Ass. jur. Viola C. Didier
Leitsatz
Die Besteuerung von Gegenwertzahlungen, die der Arbeitgeber bei Austritt aus der Versorgungsanstalt des Bundes und der Länder leistet, als lohnsteuerpflichtiger Arbeitslohn ist verfassungsgemäß.
Sachverhalt
Eine Körperschaft des öffentlichen Rechts meldete mit Zustimmung des Finanzamts ihre Lohnsteuer im besonderen Erhebungsverfahren nach § 38 Abs. 3a EStG an und führte sie auch auf diese Weise ab. Zum Jahresende trat die Körperschaft aus der Versorgungsanstalt des Bundes und der Länder (VBL) aus. Gemäß der Satzung der VBL leistete sie deshalb eine so genannte Gegenwertzahlung an die VBL. In einer berichtigten Lohnsteueranmeldung wurde diese Gegenwertzahlung dann mit einem Pauschalsteuersatz von 15 % angemeldet; Lohnsteuer, Kirchenlohnsteuer und Solidaritätszuschlag wurden entsprechend abgeführt. Gegen die gesetzliche Behandlung der Gegenwertzahlung als Arbeitslohn wehrte sich die Körperschaft ohne Erfolg.
Entscheidung
Das FG Baden-Württemberg erklärte, dass Arbeitslohn alle Einnahmen seien, die dem Arbeitnehmer aus dem Dienstverhältnis zufließen. Darunter zählen ebenso Ausgaben, die ein Arbeitgeber leistet, um einen Arbeitnehmer z. B. für den Fall des Alters abzusichern, so genannte Zukunftssicherung, § 2 Abs. 2 Nr. 3 LStDV. Zu den Einkünften aus nichtselbstständiger Arbeit gehören gemäß § 19 Abs. 3 Satz 2 EStG auch Sonderzahlungen, die der Arbeitgeber neben laufenden Beiträgen an eine Versorgungseinrichtung leiste, insbesondere Zahlungen an eine Pensionskasse anlässlich seines Ausscheidens aus einer nicht im Wege der Kapitaldeckung finanzierten betrieblichen Altersversorgung. Eine solche Sonderzahlung war auch die Gegenwertzahlung des Klägers an die VBL. Sie unterliege damit der Lohnsteuer. Unabhängig davon, ob mit einer Steuernorm allein Fiskalzwecke oder auch Förderungs- und Lenkungsziele verfolgt werden, sei die Befugnis des Gesetzgebers zur Vereinfachung und Typisierung zu beachten: Jede gesetzliche Regelung müsse verallgemeinern.

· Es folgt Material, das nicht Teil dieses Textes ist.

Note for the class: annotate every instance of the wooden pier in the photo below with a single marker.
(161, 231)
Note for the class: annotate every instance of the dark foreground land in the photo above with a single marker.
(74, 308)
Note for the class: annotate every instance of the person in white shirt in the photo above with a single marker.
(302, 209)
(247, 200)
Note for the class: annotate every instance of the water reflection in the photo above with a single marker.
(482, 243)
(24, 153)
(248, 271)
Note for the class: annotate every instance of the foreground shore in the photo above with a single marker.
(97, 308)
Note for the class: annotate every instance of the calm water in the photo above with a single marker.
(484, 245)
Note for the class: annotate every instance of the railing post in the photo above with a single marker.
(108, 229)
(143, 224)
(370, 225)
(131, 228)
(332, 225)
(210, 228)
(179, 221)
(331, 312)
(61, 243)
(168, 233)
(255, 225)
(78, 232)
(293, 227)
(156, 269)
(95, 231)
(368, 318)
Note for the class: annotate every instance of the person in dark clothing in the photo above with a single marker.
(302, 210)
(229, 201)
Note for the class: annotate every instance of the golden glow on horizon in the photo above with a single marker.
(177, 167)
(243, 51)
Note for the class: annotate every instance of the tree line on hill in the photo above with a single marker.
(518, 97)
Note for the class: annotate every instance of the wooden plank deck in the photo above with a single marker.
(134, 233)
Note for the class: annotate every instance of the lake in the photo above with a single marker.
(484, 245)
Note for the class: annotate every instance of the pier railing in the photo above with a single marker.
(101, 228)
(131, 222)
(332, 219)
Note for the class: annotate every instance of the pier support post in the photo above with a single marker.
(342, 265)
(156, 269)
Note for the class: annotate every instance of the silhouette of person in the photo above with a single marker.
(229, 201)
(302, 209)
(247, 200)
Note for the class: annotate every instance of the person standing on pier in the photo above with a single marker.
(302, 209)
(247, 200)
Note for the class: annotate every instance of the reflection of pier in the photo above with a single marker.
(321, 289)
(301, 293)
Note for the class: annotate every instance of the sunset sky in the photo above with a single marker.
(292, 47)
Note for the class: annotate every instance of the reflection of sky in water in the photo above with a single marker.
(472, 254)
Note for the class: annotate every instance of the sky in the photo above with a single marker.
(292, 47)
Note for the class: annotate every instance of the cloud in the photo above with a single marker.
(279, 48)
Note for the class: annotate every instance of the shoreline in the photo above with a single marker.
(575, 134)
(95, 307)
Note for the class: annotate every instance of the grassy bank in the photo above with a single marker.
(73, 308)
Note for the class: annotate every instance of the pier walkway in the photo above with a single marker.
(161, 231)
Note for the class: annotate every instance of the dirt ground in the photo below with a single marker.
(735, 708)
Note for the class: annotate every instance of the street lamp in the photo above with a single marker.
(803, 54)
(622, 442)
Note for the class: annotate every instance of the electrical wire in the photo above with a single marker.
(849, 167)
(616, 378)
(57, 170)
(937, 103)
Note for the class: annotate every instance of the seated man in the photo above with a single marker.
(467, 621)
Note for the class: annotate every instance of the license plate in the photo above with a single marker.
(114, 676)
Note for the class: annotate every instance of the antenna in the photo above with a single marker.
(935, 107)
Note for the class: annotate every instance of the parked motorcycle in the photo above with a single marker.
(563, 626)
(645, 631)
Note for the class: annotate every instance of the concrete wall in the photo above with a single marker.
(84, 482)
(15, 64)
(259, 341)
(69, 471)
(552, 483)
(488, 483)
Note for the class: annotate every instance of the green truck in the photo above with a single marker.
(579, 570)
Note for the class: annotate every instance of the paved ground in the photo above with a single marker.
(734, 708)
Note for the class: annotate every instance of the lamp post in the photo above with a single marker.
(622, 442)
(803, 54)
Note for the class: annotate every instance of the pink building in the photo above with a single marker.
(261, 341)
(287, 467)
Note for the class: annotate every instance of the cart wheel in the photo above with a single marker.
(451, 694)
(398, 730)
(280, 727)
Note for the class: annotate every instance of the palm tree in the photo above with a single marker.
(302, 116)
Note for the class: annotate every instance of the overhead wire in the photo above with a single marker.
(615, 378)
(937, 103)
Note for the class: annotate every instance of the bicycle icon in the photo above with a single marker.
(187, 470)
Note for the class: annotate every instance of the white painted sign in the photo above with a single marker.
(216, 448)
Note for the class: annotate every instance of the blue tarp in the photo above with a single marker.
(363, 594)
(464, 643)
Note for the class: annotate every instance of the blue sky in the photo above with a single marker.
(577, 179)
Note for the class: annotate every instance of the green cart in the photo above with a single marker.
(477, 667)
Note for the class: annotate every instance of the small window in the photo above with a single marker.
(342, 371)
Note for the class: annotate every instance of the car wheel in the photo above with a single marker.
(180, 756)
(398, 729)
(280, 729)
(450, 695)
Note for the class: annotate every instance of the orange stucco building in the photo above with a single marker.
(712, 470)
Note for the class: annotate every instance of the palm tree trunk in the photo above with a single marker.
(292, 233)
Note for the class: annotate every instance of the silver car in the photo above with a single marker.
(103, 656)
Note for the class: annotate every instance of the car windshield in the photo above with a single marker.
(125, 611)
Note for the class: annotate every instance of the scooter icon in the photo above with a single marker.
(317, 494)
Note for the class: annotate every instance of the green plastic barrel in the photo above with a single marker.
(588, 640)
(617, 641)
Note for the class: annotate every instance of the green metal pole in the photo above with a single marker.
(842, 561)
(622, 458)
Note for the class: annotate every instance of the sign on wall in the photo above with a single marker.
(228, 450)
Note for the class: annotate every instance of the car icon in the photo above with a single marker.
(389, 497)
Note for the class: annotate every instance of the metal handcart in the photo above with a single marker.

Bei der Ordnung von Massenerscheinungen sei der Gesetzgeber berechtigt, die Vielzahl der Einzelfälle in dem Gesamtbild zu erfassen, das nach den ihm vorliegenden Erfahrungen die regelungsbedürftigen Sachverhalte zutreffend wiedergibt. Auf dieser Grundlage dürfe er generalisierende, typisierende und pauschalierende Regelungen treffen, ohne wegen der damit unvermeidlich verbundenen Härten gegen den allgemeinen Gleichheitssatz zu verstoßen (BVerfG, Urteil v. 6.3.2003, 2 BvL 17/99, BStBl 2002 II S.618).
Hinweis
Nach § 23 Abs. 2 VBL-Satzung waren ausscheidende Arbeitgeber gegenüber der VBL verpflichtet, einen versicherungsmathematisch errechneten Gegenwert zu bezahlen, damit die bereits entstandenen Zahlungsverpflichtungen aus dem vorhandenen Rentenbestand und den unverfallbaren Versorgungsanwartschaften der aktiven Arbeitnehmer auch nach ihrem Ausscheiden erfüllt werden können. Der Gegenwert umfasst damit diejenigen Verpflichtungen, die durch frühere Umlagezahlungen rechtlich begründet, aber - wegen weiterer ausstehender Umlagen - noch nicht ausfinanziert waren. Die Gegenwertzahlung dient ausschließlich dem Ausgleich der durch das Ausscheiden des Arbeitgebers aus der VBL verursachten Finanzierungslücke, führt jedoch nicht zu einem unmittelbaren geldwerten Vorteil der aktiven Arbeitnehmer: Die Gegenwertzahlung erhöht weder die bestehenden Anwartschaften noch die laufenden Versorgungsbezüge. Der ausscheidende Arbeitgeber wendet durch die Zahlung des Gegenwerts daher nach Auffassung des BFH seinen Arbeitnehmern nichts zu, was über die bereits erworbenen, im Umlageverfahren finanzierten und als Arbeitslohn versteuerten Versorgungsanwartschaften hinausgeht (vgl. BFH, Urteil v. 15.2.2006, VI R 92/04, BStBl 2006 II S. 528 m.w.N.).